FILE PHOTO: Branding is seen on a new Barratt Homes housing development near Warrington, Britain, August 6, 2020. REUTERS/Phil Noble/File Photo

The Competition and Markets Authority (CMA) said it was opening enforcement cases against Barratt Developments BDEV.L, Persimmon Homes PSN.L, Taylor Wimpey TW.L and Countryside Properties CSPC.L.

The watchdog said it had uncovered evidence of potentially unfair terms with regard to ground rents in leasehold contracts and potential mis-selling which may have broken consumer protection law.

“It is unacceptable for housing developers to mislead or take advantage of homebuyers,” Andrea Coscelli, CMA’s chief executive, said in a statement.

Shares of Britain’s biggest housebuilder Barratt fell 1.4% by 0930 GMT, Persimmon lost 1.3% and Taylor Wimpey inched down 0.3%, while Countryside was marginally higher.

The companies all said they were co-operating or engaging with the watchdog, with Taylor Wimpey adding that it would provide further information requested by the CMA in the coming weeks.

“We will be introducing legislation to restrict ground rents in new leases to zero and outlaw new leasehold houses,” said housing minister Robert Jenrick.

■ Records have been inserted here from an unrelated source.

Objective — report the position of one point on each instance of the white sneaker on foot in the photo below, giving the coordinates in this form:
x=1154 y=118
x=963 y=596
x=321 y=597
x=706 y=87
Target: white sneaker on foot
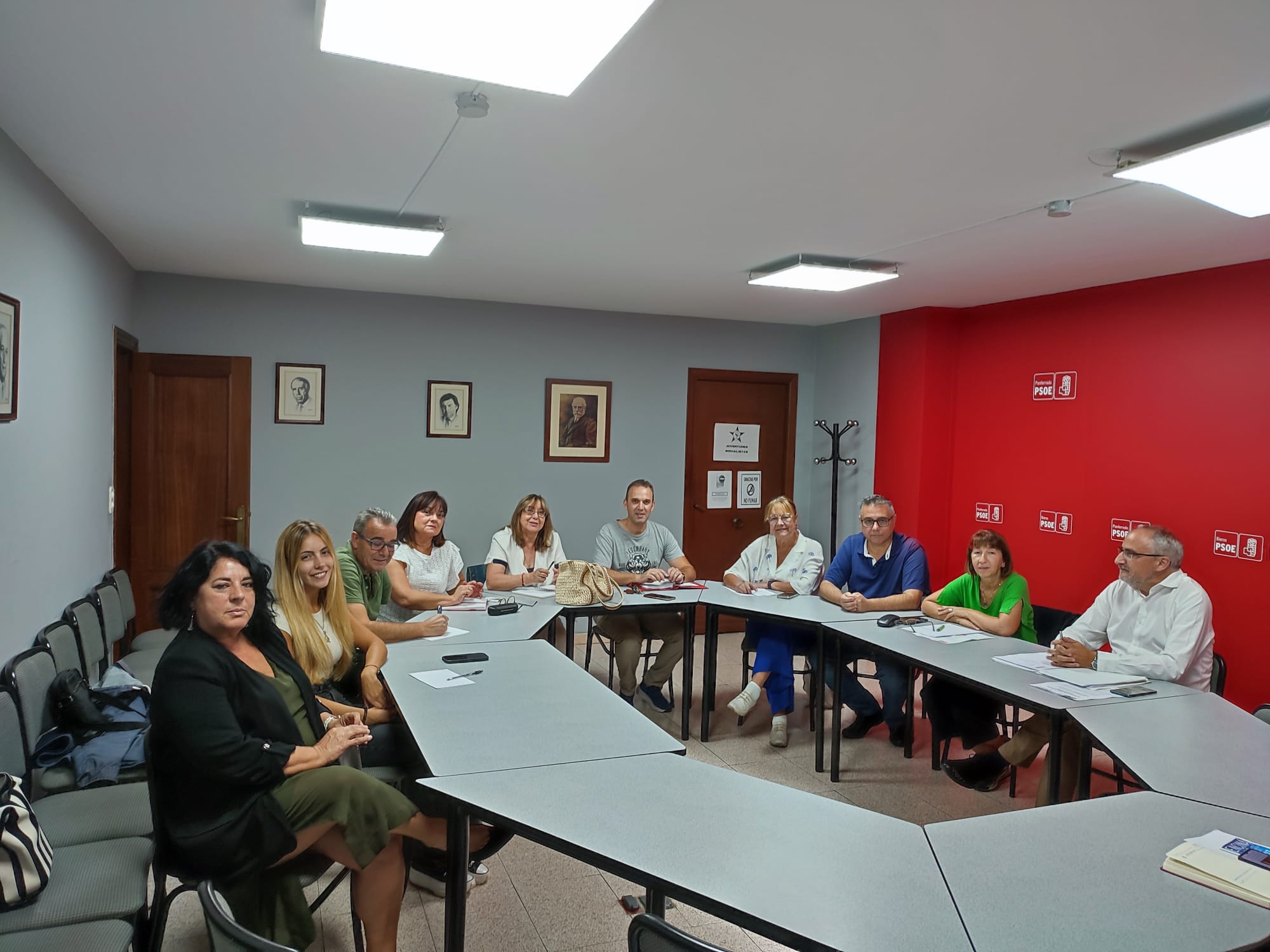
x=745 y=703
x=780 y=732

“We are also considering the important work of the Law Commission on wider reforms to leasehold such as enfranchisement rights and will be responding in due course,” he said.

Persimmon said in an emailed statement it stopped selling leasehold houses where it owns the freehold in 2017.

“We believe these are known historic issues where companies have already taken corrective action. At this stage we see immaterial risk to earnings or requirement for provision,” said analysts at Credit Suisse.

The CMA said the possible outcomes of its investigation could include court action or legal commitments from companies to change their practices.

It will also investigate certain firms that bought freehold properties from these developers and was sending letters to a number of other developers, encouraging them to review their practices.

Homebuilders in the UK have been battered in recent years by the country’s decision to leave the European Union, while coronavirus restrictions added to those woes.

However, recovery was gathering pace with mortgage lender Nationwide saying this week house prices had leapt to hit an all-time high in August.

Britain gave homebuyers an incentive amid the crisis by cutting a tax for house purchases in July.